Climate research scientist Dr Gemma Miller who has been working with the union on climate issues has produced a factsheet on Scottish grasslands and soil carbon, the first in a series which investigates some of the science behind both GHG emissions and carbon sequestration in the farming sector.
Managed grasslands in Scotland hold approximately 172 million tonnes of carbon said Miller who said available data suggested that there had been little change in carbon stock sequestered in the soil in recent decades.
“It is believed that grassland soils have a huge potential to sequester C, but is this true for Scotland?” asked Miller.

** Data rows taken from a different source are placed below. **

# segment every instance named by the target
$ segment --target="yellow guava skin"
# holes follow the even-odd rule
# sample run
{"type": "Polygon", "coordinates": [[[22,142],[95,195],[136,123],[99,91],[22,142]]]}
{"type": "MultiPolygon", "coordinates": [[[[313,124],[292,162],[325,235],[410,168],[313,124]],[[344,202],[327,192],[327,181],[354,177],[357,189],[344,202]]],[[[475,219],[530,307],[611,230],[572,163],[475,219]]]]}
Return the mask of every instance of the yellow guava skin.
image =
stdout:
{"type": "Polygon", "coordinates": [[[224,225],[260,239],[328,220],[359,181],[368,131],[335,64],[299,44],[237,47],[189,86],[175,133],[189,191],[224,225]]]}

She said that soil carbon sequestration occurred where organic matter from plant roots, manures and plant litter was incorporated into the soil:
“The organic matter can be stabilised through binding to soil minerals, preventing it from being further decomposed by soil microbes and releasing CO2 back to the atmosphere, but this process is incredibly slow.”
She said that while there was a lack of evidence to support the belief that any major increase in soil carbon was currently occurring, one detailed study of permanent grassland in SE Scotland found that soil C stocks were stable, neither sequestering or losing carbon.
Stating that soil carbon could be lost much more easily than it could be sequestered she warned that it was extremely important to maintain existing soil C stocks, and pointed out that soil carbon could be lost rapidly due to disturbances, including ploughing pasture to reseed.
“It can take many years for organic matter to become stabilised in soil and up to 100 years for soil to recover to an equilibrium C stock (the C stock is the total mass of C sequestered in the soil).”
Miller said that while sequestration rates could be rapid to begin with, they became progressively slower over time.
“So, the potential for soil C sequestration to mitigate GHG emissions in grassland is not insignificant, but it is limited and easily reversible”.
She said that the jury was still out on practices which encouraged better use be made of grasslands by increasing productivity levels:
“There is a lack of evidence related to grazing management and carbon stocks in managed grasslands in Scotland. However, it is widely accepted that over-grazing reduces soil C stocks.”
She said that the use of fertilisers and seeding with high-yielding grass species and legumes could increase the amount of carbon taken up by plants but added that while liming increased the ph of acidic soils, making them more productive, it also increased CO2 emissions from soils.
“The net effect on soil C stocks is uncertain,” she concluded.